Much more in the two page article.
Apple will likely need to update their seek and destroy tool very quickly to help users stay free of this new variant.
If you think you are beginning to need an antivirus/antimalware solution, there are quite a few out there. Below are just a few:
Sophos Anti-Virus for Mac Home Edition – Sophos has a worthy product out there and it is nice that they make their money on corporate/business computers and offer the home version for free.
ClamXav The Free Anti-Virus Solution for Mac OS X It uses the popular open source ClamAV engine as it’s back end and has the ability to detect both Windows and Mac threats.
There are other options as well for the Pay to Play crowd.
And others from Intego Virus Barrier for Mac free and Pro versions available in the Mac App Store. Intego as noted above found this newest FlashBack in the wild). Other Mac antivirus firms Symantec/Norton, and many more.

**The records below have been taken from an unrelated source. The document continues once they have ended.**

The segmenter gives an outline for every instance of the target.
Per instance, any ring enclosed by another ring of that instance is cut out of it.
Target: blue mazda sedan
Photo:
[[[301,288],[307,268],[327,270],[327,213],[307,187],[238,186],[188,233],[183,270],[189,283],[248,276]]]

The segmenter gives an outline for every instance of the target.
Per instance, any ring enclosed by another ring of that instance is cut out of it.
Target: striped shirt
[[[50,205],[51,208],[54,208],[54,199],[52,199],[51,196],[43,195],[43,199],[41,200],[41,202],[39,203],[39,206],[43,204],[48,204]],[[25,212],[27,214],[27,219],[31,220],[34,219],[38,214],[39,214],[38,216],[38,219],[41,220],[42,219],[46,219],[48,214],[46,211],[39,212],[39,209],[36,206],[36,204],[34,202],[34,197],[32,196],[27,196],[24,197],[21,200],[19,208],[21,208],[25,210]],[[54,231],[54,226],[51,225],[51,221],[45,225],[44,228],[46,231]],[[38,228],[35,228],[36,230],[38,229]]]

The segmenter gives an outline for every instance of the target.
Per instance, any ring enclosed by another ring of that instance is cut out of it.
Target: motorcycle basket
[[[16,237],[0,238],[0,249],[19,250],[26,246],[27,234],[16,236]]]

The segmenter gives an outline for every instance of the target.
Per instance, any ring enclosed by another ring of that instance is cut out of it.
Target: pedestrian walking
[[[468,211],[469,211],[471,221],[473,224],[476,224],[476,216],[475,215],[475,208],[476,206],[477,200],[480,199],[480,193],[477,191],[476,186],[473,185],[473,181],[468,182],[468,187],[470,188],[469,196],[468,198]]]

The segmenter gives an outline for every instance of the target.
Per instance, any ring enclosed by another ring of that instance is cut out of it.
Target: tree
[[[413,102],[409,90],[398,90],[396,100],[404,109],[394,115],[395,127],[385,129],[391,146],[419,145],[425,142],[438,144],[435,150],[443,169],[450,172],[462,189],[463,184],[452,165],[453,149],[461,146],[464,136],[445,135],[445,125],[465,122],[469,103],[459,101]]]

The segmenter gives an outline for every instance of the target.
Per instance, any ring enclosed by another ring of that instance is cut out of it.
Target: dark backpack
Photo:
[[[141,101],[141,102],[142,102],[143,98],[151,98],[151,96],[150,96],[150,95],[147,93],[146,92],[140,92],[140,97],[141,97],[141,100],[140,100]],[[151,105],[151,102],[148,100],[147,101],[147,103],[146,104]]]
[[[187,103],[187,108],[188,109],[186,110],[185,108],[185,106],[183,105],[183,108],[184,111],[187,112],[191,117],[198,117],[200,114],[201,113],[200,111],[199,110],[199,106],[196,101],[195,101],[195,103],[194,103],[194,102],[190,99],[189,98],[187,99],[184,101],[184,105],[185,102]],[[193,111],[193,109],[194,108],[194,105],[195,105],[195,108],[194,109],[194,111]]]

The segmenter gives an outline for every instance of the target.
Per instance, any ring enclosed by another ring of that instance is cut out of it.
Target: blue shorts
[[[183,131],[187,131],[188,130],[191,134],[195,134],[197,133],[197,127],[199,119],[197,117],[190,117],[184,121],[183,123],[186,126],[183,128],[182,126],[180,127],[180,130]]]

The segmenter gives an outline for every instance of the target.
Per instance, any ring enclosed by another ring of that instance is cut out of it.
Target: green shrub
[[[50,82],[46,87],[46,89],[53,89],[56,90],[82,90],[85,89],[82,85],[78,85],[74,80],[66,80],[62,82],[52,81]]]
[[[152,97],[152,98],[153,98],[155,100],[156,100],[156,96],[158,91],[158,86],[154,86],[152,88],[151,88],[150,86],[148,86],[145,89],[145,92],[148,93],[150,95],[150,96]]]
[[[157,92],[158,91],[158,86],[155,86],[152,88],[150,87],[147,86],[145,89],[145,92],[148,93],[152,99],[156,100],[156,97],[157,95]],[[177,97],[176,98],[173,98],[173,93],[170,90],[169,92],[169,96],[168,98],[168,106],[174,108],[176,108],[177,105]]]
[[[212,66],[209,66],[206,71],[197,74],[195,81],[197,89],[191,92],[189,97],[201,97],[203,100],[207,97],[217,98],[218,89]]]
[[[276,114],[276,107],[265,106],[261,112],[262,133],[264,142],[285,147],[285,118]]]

Many of these come with a heavy CPU usage hit that is very annoying considering the small number of actual threats out there for the Mac. Of course some users may feel that the ones that provide real time protection are the way to go, some may feel it is worth it if their Macs are speedy enough and they have enough RAM.
For those who don’t think they need a Mac antivirus just yet, if you don’t use Java or none of your programs use Java, you could go to the ~/Applications/Utilities/Java Preferences.app and disable Java until you actually need it and then re-enable it as needed. It’s a very easy thing to do really.
Or you could set up AppleScript to monitor areas where malware might inject itself so it will alert you.
Monitor OS X LaunchAgents folders to help prevent malware attacks – CNET
Some additional locations to add can be found at MrAnderson.info here.
Also installing Piriform CCleaner for Mac is a great idea and can be run as needed very quickly every day even.
Certainly less of a system resource hit and one could still have a non-resident antivirus and scan at your convenience and respond if the Applescript tells you something is going on that you didn’t instigate by installing a program, etc.
The Applescript monitoring locations that you can set up is built with Mac OS X which is light on resources and free. The Applescript monitoring does a similar thing as WinPatrol does in Windows – but of course in a very small area comparatively. WinPatrol does so much more but the key similarity is the monitoring for changes to areas that malware can hit a Windows PC.
What we need for people who are not very savvy about these things is a MacPatrol app like WinPatrol.